The U.S. Embassy Mexico and the government of Mexico have partnered to introduce a basic police training program under the Merida Initiative to over 100,000 first responder police across the country. The U.S. Embassy followed this with additional nationwide courses on first-line supervisor training, control de confianza (a background security check required of all police officers), crime scene response, and the role of police in the accusatorial criminal justice system. Building on the success of these programs, Mexico’s Secretariado Ejecutivo del Sistema Nacional de Seguridad Pública (SESNSP) mandated in October 2016 that all police (approximately 350,000 officers, per SESNSP data) achieve individual CUP certification by the end of 2019.
The certification process requires that officers complete four pillars: pass control de confianza, complete basic training requirements, pass a professional competency test, and obtain a satisfactory annual performance evaluation. Current Merida Initiative training for federal, state, and municipal police officials contributes towards each of the training pillars of the CUP certification process.
A robust police development program is necessary to ensure Mexico’s long-term security and stability. This important step taken by the officers in Quintana Roo is the beginning of that journey.
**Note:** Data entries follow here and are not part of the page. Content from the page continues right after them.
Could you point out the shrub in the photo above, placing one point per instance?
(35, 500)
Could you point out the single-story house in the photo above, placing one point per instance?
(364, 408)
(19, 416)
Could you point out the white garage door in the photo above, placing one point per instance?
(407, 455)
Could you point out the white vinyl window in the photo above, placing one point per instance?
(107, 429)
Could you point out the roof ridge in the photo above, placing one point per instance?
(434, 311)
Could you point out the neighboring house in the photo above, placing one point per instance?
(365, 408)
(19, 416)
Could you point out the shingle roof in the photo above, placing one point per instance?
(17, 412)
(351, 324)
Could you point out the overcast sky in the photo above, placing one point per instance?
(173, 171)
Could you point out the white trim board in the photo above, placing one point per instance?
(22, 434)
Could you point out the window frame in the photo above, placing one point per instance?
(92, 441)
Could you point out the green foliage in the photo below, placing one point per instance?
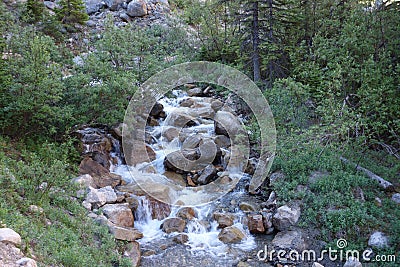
(62, 235)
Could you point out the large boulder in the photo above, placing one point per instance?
(125, 233)
(207, 175)
(255, 224)
(133, 153)
(285, 217)
(289, 240)
(187, 213)
(231, 234)
(173, 225)
(99, 197)
(180, 119)
(101, 176)
(8, 235)
(226, 123)
(114, 5)
(134, 254)
(137, 8)
(84, 181)
(119, 214)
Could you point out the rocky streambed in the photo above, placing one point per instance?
(193, 210)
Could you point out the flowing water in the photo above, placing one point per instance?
(203, 239)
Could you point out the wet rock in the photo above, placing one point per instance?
(134, 254)
(114, 5)
(99, 197)
(231, 234)
(159, 210)
(181, 238)
(203, 112)
(289, 240)
(101, 176)
(276, 177)
(192, 141)
(222, 141)
(226, 122)
(84, 181)
(216, 105)
(119, 214)
(170, 133)
(285, 217)
(396, 198)
(378, 240)
(8, 235)
(27, 262)
(187, 213)
(207, 175)
(352, 262)
(188, 102)
(195, 92)
(157, 110)
(125, 233)
(316, 176)
(247, 207)
(173, 225)
(134, 155)
(181, 160)
(180, 120)
(176, 178)
(137, 8)
(267, 221)
(255, 224)
(93, 6)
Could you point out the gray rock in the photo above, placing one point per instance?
(93, 6)
(137, 8)
(231, 234)
(396, 198)
(247, 207)
(289, 240)
(134, 254)
(125, 233)
(207, 175)
(114, 5)
(255, 224)
(8, 235)
(223, 219)
(119, 214)
(84, 181)
(227, 124)
(171, 225)
(285, 217)
(352, 262)
(378, 240)
(195, 92)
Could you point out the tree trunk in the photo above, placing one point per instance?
(256, 44)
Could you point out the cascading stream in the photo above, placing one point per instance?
(202, 231)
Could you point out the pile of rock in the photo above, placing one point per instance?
(10, 254)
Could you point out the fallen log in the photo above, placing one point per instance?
(382, 182)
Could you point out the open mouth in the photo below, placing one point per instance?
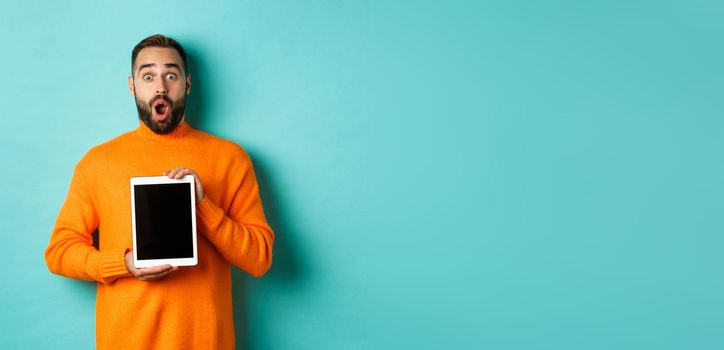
(160, 109)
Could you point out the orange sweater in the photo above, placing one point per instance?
(190, 308)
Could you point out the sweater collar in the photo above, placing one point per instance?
(181, 130)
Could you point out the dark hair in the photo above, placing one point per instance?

The Merida Initiative is a bilateral security cooperation agreement between Mexico and the United States. Through ten years of implementation, the Merida Initiative has led to greater cooperation between the United States and Mexico. It has provided tangible support to Mexico’s law enforcement and judicial institutions, helped to counteract the illegal trade in narcotics, and strengthened border security. To date, the Merida Initiative has delivered USD $1.6 billion in security-related equipment, training, and capacity building assistance to the government of Mexico.